By Ejike Anyaduba
Foremost Nigerian Trade Unionist and community leader, Comrade David Ojeli, recently died at the age of 90 and will be buried Dec 9, 2023.
Ojeli was a Labour leader of note who fought many battles and led several agitations for better working conditions of the Nigerian workers. He was fearless and committed to the workers almost to the point of denying himself. A shrewd negotiator, he was hardly intimidated by the state into settling for less of the workers’ demands. Quite consistent, he carefully shunned episodic moments when agitating for the rights of workers as has become common in the Union struggle over the years. In fact, Ojeli’s time as the national president of the Nigerian Civil Service Union (NSCU), which spanned the period between 1977 and 1986, was perhaps the most glorious in the lives of the Nigerian civil servants.
A vibrant leader, he saw to many reforms in the Nigerian Civil Service and ensured the rights of workers were not trampled upon by the State. He went to court a number of times to argue for their welfare and secured victory for them most of the time. A case in hand was when the Federal Government decided to abolish Car and Housing Loans made available to workers. Leading the workers in resistance, he went to court to challenge the action. It is important to state here that like any battle he had fought, he confronted the Loan issue with every fibre of his being. And at the Industrial Arbitration Panel – (the quasi-Judicial Agency of the Nigerian Government under the supervision of the Federal Ministry of Labour and Employment), where the matter was heard, he won a consequential victory against the State. The decision against the loan offer was reversed.

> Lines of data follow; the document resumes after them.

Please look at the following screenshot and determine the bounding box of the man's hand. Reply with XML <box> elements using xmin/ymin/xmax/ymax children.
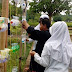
<box><xmin>0</xmin><ymin>27</ymin><xmax>2</xmax><ymax>30</ymax></box>
<box><xmin>22</xmin><ymin>20</ymin><xmax>30</xmax><ymax>30</ymax></box>
<box><xmin>30</xmin><ymin>51</ymin><xmax>36</xmax><ymax>56</ymax></box>
<box><xmin>26</xmin><ymin>38</ymin><xmax>29</xmax><ymax>41</ymax></box>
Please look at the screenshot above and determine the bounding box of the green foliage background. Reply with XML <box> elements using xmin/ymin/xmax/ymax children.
<box><xmin>0</xmin><ymin>0</ymin><xmax>72</xmax><ymax>71</ymax></box>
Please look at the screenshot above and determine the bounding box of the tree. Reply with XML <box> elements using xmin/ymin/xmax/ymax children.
<box><xmin>29</xmin><ymin>0</ymin><xmax>72</xmax><ymax>23</ymax></box>
<box><xmin>27</xmin><ymin>9</ymin><xmax>41</xmax><ymax>26</ymax></box>
<box><xmin>65</xmin><ymin>15</ymin><xmax>72</xmax><ymax>22</ymax></box>
<box><xmin>53</xmin><ymin>15</ymin><xmax>62</xmax><ymax>22</ymax></box>
<box><xmin>9</xmin><ymin>0</ymin><xmax>22</xmax><ymax>19</ymax></box>
<box><xmin>27</xmin><ymin>9</ymin><xmax>41</xmax><ymax>21</ymax></box>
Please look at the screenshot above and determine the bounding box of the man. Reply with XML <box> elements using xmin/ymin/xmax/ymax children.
<box><xmin>22</xmin><ymin>15</ymin><xmax>51</xmax><ymax>72</ymax></box>
<box><xmin>26</xmin><ymin>24</ymin><xmax>40</xmax><ymax>50</ymax></box>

It may be fair to argue that the victory was a watershed in the lives of Nigerian workers as many of them who ordinarily could afford neither a car nor a house, got either or both through the repayment process. And to this day that period in the history of Nigerian workers still evokes nostalgic feelings.

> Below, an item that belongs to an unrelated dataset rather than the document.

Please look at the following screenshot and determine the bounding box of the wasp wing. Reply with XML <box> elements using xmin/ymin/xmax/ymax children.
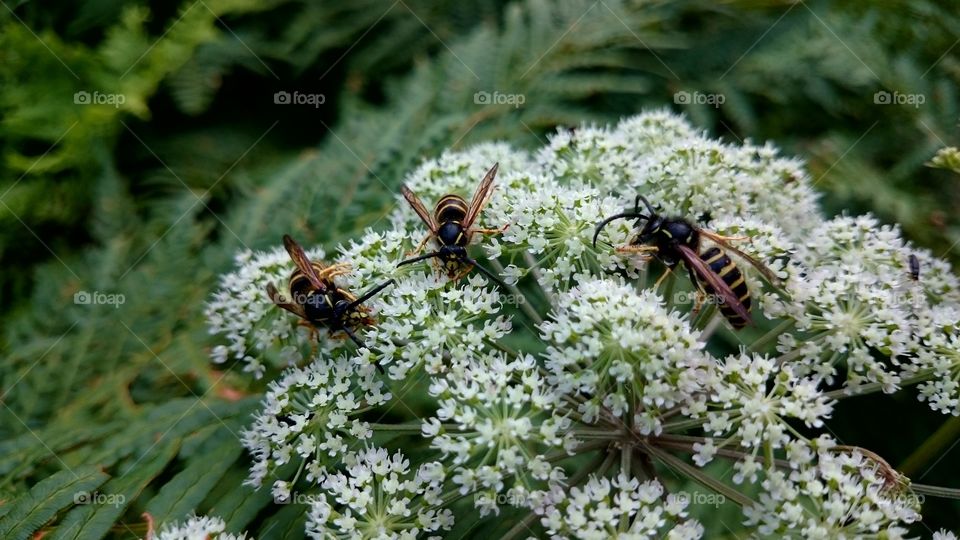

Ojeli was also the deputy national president of the Nigerian Labour Congress (NLC). He held that position for eight years (1978 – 1986). He worked closely with Comrade Hassan Sunmonu who was his boss at the Labour Congress between 1978 and 1984. Ojeli was a fearless and consummate unionist who was ever ready to identify with the workers and very often bucked the trend just to ensure their rights were protected. He led a simple life and retired with less of the encumbrances that have continued to impugn the integrity of unionism in Nigeria.
Born December 12, 1933, to late Chief Patrick and Mrs. Mary Ojeli of Atani in Ogbaru Local Government Area of Anambra State. Ojeli had his secondary school education at Stella Maris College, Port Harcourt, Rivers State from where he proceeded to Uganda to enroll in African Labour College, Kampala, Uganda. On graduation from African Labour College, he moved to International Centre for Advanced Technical and Vocational Training, Turin, Italy. He later obtained a Master’s degree in Industrial Relations and Labour Studies at The Hague, Netherlands.
Traversing countries where he was schooled, exposed him to the nuances of trade unionism and imbued him with cosmopolitan disposition that helped him accomplish so much. He was among the few trade unionists whose period in office was without scandal.
Ojeli was a prolific writer with a beautiful span of works that include, but not limited to, Development of Trade Unionism in Eastern Nigeria Thesis (The Hague), Financial Problems of Trade Unions in Nigeria (Turin), The Professional Trade Unionist in Nigeria (The Hague), The Role of Trade Unions in Rural Development(Kaduna), Labour Legislation and Administration in the USSR, The Role of Trade Unions in Industrial Accident Prevention (Enugu), Industrial Relations in English Speaking West African Countries (Geneva), Workers’ Organization: Its Role and Activities in the Promotion of Sound Labour Relations, Increased Basic Salary and the Productivity of Nigerian Workers, The Role of Trade Unions in the Economic development of Nigeria among others.
He impacted trade unionism in theory and in practice fairly equally. He built a near cult-following among workers with his simple, but effective leadership style. On retirement, he was appointed chairman Labour Transport City Service, Yaba, Lagos for the period between 1995 and 1996. He was later appointed into the late Governor Chinwoke Mbadinuju’s government in Anambra State as Special Assistant.
A man of integrity, Ojeli lived for humanity. He led the Civil Service Union with abiding sincerity and lived a simple life that was devoid of the complexities that have come to define modern day trade unionism. He was sparing on material acquisition and lived a frugal life style. Extremely hard working and accountable, he took every assignment with uncommon dedication and did not deliver out of time. He lived his life of retirement, attending to his gardens, playing table tennis, going for walk and relaxing with his family. He was blessed with five children – a man and four women, sixteen grandchildren and four in-laws.
Ojeli was a dedicated Christian of the Roman Catholic faith who lived and discharged his Christian obligations to the very end. He was indeed a giant in Trade Unionism whose contributions will remain indelible in the minds of workers both of his time and now. May his soul rest in peace.
Ejike Anyaduba, wrote from Abatete, Anambra State.